Holocaust Survivor Shares Her Story

Maud+Dahme%2C+a+survivor+of+the+Holocaust%2C+shares+her+story+with+students+at+a+showcase+in+the+library+Nov.+11.+%28Photo+by+Stephanie+Dunlap%29

Maud Dahme, a survivor of the Holocaust, shares her story with students at a showcase in the library Nov. 11. (Photo by Stephanie Dunlap)

Stephanie Dunlap, Staff Reporter

An octogenarian survivor of the Holocaust came to Warren Hills Nov. 11 to share her touching story about being a child hidden from the Nazis during World War II.

Maud Dahme, who was invited to present a library showcase by Social Studies teacher Debra Rokosny on behalf of the Human Rights Club, talked about how the Nazis came to power in Germany in 1933, starting World War II in 1939.

The Nazi Germans blamed the Jews for the conflicts in Europe and decided to solve the problem by eliminating them. This decision led to the Holocaust, the murder of 11 million “undesired” individuals.

Dahme was born in the Netherlands and grew up in the increasing conflict in Europe. When the war started, everything seemed to be calm, but after a while, the Dutch Jews began to see the effects.

“The war had started and my hometown is a military town, so we were heavily bombed every night,” Dahme said.

When Dahme was 6 years old, the Nazis invaded the Netherlands. Dahme’s parents decided to send her and her sister to a couple at a safe house to protect them from the Nazis.

When Dahme and her sister arrived, their names were changed so that strangers wouldn’t recognize them as Jewish. They also couldn’t go to school, for fear of Dahme saying something that would give her away, or being recognized as Jews by fellow students.

She recalled when the couple started hiding another Jewish boy in their house, but he had to stay under a trap door in the barn so it wouldn’t seem suspicious that there were now three children at the farm. Dahme shared the story of when she was discovered by the Nazis while trying to go down under the trap door to give the boy food.

“Everything was fine until one day, nobody had been around, and I had gone downstairs. I took the pot and was going back up the little steps and I look, and outside there were six German soldiers just standing there. How obvious was this? A little girl coming out of a trap door.

“I went to bed every night thinking that if something happened, it was my fault, but nothing ever happened. Even among all of this, these German soldiers never told anyone about what they had seen. So even with all this evil, there was also some goodness there.”

After a few years at the farm, the residents of the town started hearing stories of liberation.

Dahme emotionally told the students of the day she saw American and Canadian soldiers coming down the street through her town.

“I could look out the window and [the neighbors] had told me where [the soldiers] would be coming in and I watched and watched and then, all of a sudden, I saw a truck of men in blue coveralls coming, and right behind them came the Canadians with their tanks.
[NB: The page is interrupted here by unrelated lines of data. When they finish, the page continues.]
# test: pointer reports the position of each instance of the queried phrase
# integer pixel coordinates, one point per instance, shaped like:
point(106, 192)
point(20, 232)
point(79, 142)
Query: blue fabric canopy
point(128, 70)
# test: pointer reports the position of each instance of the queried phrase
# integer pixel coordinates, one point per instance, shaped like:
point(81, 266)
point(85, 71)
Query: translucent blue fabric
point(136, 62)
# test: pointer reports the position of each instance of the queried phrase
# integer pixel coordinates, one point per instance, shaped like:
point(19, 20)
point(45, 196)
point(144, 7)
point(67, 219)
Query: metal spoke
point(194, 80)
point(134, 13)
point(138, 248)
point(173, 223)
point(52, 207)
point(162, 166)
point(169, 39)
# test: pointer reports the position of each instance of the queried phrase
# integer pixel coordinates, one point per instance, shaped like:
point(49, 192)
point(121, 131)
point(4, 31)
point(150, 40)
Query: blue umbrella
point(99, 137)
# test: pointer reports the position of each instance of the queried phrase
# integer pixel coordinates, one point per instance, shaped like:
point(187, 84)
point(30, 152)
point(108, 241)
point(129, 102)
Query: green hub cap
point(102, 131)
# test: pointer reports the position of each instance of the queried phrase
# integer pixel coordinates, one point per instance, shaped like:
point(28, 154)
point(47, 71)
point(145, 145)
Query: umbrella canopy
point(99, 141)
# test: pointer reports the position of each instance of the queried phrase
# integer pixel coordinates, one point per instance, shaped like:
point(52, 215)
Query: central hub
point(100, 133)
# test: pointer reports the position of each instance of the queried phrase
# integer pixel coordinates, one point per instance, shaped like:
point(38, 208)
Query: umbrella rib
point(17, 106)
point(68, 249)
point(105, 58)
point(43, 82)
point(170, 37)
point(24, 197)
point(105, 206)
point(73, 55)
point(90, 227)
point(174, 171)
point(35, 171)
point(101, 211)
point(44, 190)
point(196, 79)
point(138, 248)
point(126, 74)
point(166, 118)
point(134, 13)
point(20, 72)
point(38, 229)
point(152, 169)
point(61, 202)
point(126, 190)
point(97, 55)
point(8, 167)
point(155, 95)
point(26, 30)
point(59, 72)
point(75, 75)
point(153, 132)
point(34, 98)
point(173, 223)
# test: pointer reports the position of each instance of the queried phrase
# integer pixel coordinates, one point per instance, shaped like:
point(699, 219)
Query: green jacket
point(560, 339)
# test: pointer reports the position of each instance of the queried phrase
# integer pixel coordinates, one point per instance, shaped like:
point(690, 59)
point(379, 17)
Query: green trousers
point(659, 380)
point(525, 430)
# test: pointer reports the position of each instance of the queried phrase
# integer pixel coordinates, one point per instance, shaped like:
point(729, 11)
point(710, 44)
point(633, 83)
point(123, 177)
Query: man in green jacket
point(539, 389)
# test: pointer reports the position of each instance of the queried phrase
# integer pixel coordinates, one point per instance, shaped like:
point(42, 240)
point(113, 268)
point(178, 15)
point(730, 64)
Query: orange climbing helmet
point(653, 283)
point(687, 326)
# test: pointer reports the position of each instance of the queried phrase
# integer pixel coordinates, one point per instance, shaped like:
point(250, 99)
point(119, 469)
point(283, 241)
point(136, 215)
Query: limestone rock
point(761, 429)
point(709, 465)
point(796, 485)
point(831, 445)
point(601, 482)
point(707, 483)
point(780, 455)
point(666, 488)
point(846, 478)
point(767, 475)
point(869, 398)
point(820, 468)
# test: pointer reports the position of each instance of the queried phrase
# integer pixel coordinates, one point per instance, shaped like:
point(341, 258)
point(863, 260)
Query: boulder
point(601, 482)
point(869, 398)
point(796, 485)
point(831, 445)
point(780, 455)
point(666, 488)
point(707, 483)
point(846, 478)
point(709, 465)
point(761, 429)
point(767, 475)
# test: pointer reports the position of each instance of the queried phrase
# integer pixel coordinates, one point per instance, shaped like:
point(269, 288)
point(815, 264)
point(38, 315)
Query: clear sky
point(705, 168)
When I talk about it, I see it and it’s still so emotional, that day. People were just going crazy, climbing all over the tanks. Everybody was just so happy.

“So now we were free.”

Dahme was eventually reunited with her parents, and they moved to America shortly thereafter. She nows spends her time teaching audiences about her experiences during the Holocaust.

“It’s very important to me because genocides continue this very minute. I’m here because people cared and risked their lives to hide and save my sister and I, as they did for many, many other people.

“I think it’s so important because [genocides] are all over religious and ethnic differences. You don’t have to be the best friends, but respect each other, because inside we are all the same.”